Check Yourself Before You Wreck Yourself - Avocado's 5 Early Stages of Architecture Evolution

In Don’t panic! Here’s how to quickly scale your mobile apps Mike Maelzer paints a wonderful picture of how Avocado, a mobile app for connecting couples, evolved to handle 30x traffic within a few weeks. If you are just getting started then this is a great example to learn from.

What I liked: it's well written, packing a lot of useful information in a little space; it's failure driven, showing the process of incremental change driven by purposeful testing and production experience; it shows awareness of what's important, in their case, user signup; a replica setup was used for testing, a nice cloud benefit.

Their Biggest lesson learned is a good one:

It would have been great to start the scaling process much earlier. Due to time pressure we had to make compromises –like dropping four of our media resizer boxes. While throwing more hardware at some scaling problems does work, it’s less than ideal.
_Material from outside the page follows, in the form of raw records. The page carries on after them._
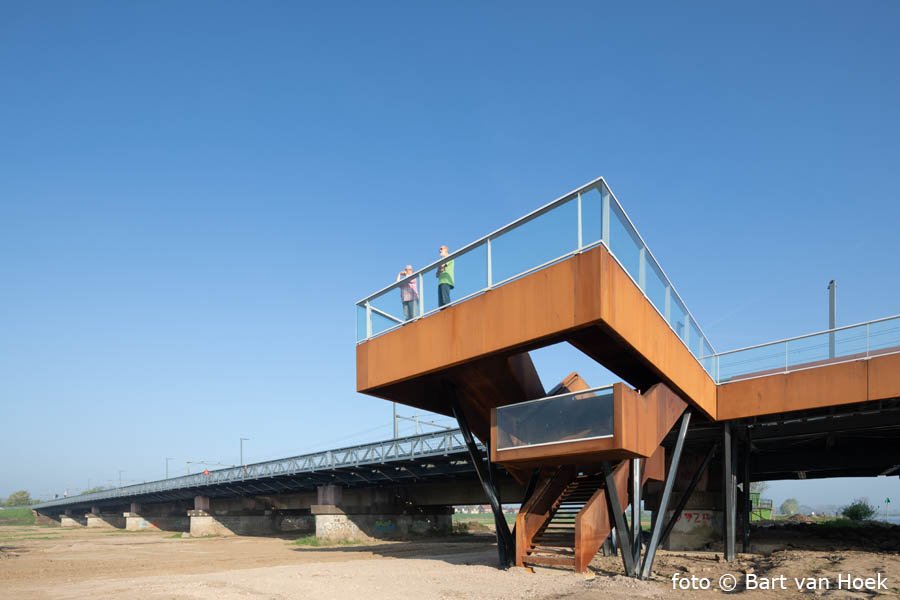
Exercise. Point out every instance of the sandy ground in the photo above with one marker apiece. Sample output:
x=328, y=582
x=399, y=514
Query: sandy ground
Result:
x=46, y=563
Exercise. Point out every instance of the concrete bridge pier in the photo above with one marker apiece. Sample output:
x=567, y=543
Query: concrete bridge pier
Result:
x=67, y=519
x=375, y=514
x=99, y=519
x=166, y=517
x=245, y=516
x=45, y=520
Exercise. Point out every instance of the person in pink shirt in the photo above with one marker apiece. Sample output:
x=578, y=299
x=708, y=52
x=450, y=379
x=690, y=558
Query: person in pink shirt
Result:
x=409, y=293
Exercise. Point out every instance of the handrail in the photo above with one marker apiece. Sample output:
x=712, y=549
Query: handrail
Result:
x=520, y=221
x=663, y=271
x=800, y=337
x=399, y=449
x=608, y=200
Here's my gloss on the article:

Evolution One - Make it Work

When just starting you just want to get stuff done, pretty much regardless of how it's done. How do you decide what needs fixing? What Avacodo did was purposefully test their software, look for weaknesses, fix them, iterate. A very sensible incremental process. You may think hey, why not jump to the end result, but that never really works out. There is a lot of truth to all that Agile/Lean thinking. Every large system evolves from a smaller system.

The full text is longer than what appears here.